В «Юбилейном мальчике» Сергей описал четырехсоттысячного жителя Таллина. Предоставленный самому себе, город стал меньше, чем был. Прямо за крепостной стеной начинается сирень, огороды. На дачу едут, как у нас в магазин, минут пятнадцать. Однако по «Компромиссу» не чувствуется, что Довлатову в Эстонии тесно.

Словно кот на подоконнике, Сергей любил ощущать границы своей территории, будь это лагерная зона, русский Таллин («громадный дом, и в каждом окне — сослуживец») или 106-я улица в Квинсе. Гиперлокальность — как в джойсовском Дублине — давала Довлатову шанс добраться до основ.

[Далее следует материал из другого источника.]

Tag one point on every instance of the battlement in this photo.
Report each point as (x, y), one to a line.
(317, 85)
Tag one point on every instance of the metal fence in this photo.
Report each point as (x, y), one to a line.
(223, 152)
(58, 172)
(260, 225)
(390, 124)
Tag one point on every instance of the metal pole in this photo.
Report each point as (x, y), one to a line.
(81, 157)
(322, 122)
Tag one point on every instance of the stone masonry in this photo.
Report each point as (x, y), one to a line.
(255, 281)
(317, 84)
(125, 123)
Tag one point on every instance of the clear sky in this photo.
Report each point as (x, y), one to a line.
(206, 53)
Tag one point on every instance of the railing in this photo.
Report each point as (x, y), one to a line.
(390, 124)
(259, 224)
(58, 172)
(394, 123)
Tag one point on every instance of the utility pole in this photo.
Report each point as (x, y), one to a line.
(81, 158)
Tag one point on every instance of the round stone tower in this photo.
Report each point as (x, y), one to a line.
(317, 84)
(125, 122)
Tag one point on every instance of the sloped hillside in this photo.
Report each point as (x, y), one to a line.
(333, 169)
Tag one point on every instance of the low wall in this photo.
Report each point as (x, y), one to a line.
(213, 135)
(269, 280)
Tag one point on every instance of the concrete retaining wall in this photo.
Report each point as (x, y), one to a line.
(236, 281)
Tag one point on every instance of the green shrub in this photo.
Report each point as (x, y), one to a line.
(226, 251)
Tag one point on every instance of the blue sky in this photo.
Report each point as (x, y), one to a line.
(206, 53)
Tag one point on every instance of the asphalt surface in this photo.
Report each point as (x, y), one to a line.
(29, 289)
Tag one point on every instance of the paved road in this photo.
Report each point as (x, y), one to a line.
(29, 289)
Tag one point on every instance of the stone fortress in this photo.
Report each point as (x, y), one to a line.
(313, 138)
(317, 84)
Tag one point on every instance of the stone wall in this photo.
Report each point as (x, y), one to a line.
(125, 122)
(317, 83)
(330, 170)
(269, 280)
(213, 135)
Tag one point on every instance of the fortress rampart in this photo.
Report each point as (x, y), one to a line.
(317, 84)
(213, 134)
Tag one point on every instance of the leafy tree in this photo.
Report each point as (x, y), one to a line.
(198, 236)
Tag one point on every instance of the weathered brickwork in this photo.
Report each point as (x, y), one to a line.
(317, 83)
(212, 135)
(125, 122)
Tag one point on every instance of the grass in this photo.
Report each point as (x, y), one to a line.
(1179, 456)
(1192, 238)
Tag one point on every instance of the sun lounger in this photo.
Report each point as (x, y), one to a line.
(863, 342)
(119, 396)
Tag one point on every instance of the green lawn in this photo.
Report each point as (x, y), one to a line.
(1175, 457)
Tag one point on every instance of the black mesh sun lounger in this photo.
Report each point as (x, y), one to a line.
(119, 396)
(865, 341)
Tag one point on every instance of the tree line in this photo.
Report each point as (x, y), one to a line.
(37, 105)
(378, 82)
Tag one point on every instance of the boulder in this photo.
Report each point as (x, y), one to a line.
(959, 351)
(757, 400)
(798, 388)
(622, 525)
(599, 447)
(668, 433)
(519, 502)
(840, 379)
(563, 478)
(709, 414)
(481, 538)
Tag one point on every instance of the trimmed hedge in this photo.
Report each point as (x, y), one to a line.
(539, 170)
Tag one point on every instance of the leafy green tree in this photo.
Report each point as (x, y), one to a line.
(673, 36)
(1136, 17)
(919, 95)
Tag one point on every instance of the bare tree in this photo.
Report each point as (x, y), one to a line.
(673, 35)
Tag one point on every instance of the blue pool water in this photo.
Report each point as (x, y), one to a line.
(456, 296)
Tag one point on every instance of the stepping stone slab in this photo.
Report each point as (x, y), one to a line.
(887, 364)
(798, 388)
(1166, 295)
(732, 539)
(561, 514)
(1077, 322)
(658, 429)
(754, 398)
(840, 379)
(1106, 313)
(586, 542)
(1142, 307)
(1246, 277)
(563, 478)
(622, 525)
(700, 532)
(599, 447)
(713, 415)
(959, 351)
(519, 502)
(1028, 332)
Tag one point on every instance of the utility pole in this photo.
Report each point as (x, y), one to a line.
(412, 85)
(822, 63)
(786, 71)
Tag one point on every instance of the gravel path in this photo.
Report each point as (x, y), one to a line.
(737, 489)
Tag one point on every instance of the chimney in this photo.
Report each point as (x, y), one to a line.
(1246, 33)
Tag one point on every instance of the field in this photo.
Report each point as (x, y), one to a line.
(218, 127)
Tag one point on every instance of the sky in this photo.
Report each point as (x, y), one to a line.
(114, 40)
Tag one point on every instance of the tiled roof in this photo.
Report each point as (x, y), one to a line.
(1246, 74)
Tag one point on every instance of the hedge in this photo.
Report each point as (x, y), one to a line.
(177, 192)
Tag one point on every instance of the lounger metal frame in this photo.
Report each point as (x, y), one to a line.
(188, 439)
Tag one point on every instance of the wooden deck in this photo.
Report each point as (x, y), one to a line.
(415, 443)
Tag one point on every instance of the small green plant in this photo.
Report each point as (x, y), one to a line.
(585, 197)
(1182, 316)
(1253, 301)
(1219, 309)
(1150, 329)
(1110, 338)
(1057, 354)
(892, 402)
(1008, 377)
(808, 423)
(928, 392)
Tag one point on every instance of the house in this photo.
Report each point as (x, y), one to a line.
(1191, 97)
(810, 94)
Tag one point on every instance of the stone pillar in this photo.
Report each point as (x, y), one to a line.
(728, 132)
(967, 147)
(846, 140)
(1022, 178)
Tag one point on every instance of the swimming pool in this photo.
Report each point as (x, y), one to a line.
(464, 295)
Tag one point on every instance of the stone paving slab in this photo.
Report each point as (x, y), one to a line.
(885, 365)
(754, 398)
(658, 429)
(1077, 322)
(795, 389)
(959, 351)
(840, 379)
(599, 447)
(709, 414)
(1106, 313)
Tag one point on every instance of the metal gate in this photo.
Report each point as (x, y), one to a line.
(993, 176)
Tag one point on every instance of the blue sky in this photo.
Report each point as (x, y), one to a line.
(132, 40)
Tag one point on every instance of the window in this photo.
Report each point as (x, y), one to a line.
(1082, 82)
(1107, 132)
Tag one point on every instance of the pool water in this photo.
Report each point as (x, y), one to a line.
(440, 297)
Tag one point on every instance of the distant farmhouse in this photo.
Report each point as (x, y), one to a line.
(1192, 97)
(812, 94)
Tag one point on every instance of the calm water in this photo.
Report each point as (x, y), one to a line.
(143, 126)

Изменяя масштаб, мы не только укрупняем детали, но и разрушаем мнимую цельность и простоту. С самолета не видно, что лес состоит из деревьев.

Сергей любил жить среди своих героев. Камерность нравилась Довлатову, ибо она позволяла автору смешаться с персонажами. Именно поэтому крохотная Эстония отнюдь не выглядит у Довлатова провинциальной.